Don Landoll: One that’s very, very important that I always stress with the groups and employees is you build a foundation. A foundation is so, so important — to have a solid foundation, whether it’s under a house or under a shop or wherever. You know, under the family, under the bank, under the employees — we’re always going to have ups and downs, but with a strong foundation it’s always managed to carry us through.

And then a second thing that I preach a lot is that one man’s problem is another’s opportunity. So, whenever someone has a problem, usually there’s an opportunity to solve that problem. And if that fits your line of work, that’s a great place to get started. Entrepreneurship —  I mean whoever, you can be the greatest entrepreneur in the world but you still got to solve somebody’s problem to be a successful entrepreneur.

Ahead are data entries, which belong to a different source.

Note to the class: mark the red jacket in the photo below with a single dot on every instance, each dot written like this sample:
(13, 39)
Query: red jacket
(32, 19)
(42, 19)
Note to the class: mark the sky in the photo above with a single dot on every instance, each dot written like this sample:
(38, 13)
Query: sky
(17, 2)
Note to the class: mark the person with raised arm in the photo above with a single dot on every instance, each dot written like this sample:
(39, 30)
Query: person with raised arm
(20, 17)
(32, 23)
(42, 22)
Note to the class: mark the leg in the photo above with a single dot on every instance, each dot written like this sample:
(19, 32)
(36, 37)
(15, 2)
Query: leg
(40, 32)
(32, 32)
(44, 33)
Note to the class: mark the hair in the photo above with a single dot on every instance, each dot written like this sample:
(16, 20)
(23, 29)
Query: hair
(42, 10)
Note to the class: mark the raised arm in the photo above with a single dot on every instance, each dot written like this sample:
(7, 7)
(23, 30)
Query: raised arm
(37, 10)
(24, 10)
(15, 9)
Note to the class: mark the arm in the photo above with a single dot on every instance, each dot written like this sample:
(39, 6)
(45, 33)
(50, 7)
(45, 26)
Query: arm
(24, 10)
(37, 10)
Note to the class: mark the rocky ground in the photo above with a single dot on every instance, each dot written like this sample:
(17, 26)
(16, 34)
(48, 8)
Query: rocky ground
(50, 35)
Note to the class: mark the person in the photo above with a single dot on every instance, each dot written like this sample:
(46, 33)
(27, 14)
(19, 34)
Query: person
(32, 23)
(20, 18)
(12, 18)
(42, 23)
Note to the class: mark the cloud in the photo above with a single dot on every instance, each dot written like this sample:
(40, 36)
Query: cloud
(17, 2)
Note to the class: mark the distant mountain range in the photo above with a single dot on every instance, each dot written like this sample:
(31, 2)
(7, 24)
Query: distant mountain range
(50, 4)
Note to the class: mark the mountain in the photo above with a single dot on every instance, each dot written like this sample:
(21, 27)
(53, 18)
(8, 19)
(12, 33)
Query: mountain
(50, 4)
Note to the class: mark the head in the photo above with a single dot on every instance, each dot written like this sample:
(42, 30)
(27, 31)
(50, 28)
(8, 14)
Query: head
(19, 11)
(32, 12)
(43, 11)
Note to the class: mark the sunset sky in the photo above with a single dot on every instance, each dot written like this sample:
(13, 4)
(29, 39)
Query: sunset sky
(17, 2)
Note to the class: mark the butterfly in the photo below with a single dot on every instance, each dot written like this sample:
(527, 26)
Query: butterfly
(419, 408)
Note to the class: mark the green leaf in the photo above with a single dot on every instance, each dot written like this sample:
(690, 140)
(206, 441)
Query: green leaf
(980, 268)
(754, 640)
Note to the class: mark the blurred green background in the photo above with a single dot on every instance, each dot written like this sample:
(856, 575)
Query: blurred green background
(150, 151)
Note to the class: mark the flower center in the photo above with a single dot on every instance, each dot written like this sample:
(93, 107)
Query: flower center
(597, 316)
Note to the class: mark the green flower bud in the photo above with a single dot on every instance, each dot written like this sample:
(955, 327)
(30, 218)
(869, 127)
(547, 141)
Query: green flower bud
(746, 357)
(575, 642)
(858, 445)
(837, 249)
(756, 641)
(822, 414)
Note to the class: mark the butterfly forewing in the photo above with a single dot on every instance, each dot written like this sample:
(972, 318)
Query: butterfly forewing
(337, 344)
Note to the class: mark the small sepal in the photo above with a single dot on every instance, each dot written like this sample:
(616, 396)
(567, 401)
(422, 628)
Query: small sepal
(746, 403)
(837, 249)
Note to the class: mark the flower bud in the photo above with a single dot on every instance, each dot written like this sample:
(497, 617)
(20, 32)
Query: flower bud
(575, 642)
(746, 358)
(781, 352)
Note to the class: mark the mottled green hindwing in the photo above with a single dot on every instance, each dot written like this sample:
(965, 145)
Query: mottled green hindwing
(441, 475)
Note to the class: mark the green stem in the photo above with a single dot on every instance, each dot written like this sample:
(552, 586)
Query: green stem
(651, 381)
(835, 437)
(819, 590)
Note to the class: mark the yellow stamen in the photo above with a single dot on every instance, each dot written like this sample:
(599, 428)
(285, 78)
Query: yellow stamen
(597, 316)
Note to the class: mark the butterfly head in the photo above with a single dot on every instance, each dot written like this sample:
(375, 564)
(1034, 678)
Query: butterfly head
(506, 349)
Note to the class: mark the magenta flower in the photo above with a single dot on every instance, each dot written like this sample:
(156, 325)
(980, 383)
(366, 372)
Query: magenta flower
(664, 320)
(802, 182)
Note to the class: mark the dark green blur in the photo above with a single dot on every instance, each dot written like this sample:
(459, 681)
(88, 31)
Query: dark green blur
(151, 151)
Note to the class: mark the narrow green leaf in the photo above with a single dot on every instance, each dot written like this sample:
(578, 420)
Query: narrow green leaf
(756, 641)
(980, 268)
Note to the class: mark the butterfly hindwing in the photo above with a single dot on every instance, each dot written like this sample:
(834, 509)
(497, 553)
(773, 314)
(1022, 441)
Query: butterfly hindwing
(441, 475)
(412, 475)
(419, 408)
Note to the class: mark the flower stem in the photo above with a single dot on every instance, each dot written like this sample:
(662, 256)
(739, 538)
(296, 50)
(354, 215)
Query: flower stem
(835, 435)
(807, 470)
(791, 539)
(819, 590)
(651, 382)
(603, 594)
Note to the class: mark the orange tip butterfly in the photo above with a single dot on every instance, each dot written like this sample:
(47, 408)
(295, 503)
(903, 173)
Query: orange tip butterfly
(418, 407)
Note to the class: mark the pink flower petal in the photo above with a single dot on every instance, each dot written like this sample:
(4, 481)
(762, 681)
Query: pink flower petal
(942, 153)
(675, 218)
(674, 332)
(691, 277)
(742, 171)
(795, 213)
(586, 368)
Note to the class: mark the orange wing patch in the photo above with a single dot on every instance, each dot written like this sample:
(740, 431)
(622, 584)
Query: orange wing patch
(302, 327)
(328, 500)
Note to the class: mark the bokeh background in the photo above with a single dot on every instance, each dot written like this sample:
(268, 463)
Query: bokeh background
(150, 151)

Mike Lessiter: If you could talk about some of the diversification that you’ve done that also allowed you to make major production investment in your facility — I know there was some outside of ag you’ve done over the years…

Don Landoll: That’s something we’re very proud of, and that gets back to my old saying that quality is always a bargain. I started using that way back in the ‘60s — still use it. But here we were building a quality product, and in the ‘70s they’re much like the conditions we’re in right now, at the end of the ‘70s, come to ‘80s — which now as we go forward we’re in that same transition where that farm was — anybody could pretty much make it in farming or farm equipment. But then the challenges started coming on, and that was a national thing in the early ‘80s. So, we had a product at the FMC Corp., who had a manager out of Silicon Valley. He grew up and was raised on a farm in southern Minnesota and married his wife and she wouldn’t come back to the Midwest where he was working. He came to Kansas City to call on TWA and TWA said, “you got a good talking to for not being able to deliver their product.” And of course, that was a Silicon Valley boom, super boom at that time because they couldn’t hire too much help and they also built for the military. So, he drove across the interstate into an implement dealership and he said, “somebody building farm equipment has got to be looking for something more to do.” So driving through, he’d seen the dealership, liked our product from the window, got out and looked at our welds, and got on the phone and called me right from there. He said, “Would you like to build some PCD trailers?” Those are the trailers they pull around under an aircraft where they’re unloading aluminum containers. And I said, “yeah, I’d love to, but I’m not sure we’re good enough.” And he said, “well, you come to California, I’ll show you how we do it, I’ll come to Kansas and look at your facilities.” And we made a great farm relationship. He said, “well, I’ll do better than that. I’ll spend 30 days here helping you build a prototype.” That gave me an opportunity to go see Mom on the weekends, so that got us into FMC.

Then 4 years later, ’82 or ’83, they got in trouble building aircraft de-icers, and they went on strike. He called me up and he said, “we got 10 machines here half-built, I want to load them on a truck and send them to you. If you find a place where we can assemble them and anything you’re sort why I’ll help you get the drawing and we’ll make those parts, you got the ability to make them and we’ll get those units out the door and help us all.” And I did that.

Then the second year we built 16, the third year we built 42, and then the military came along and wanted 391 of them. And that was Thanksgiving of 1984, so we were successful in putting that contract together, which a single order was $43.8 million, and in a bad farm economy that was unbelievably handy.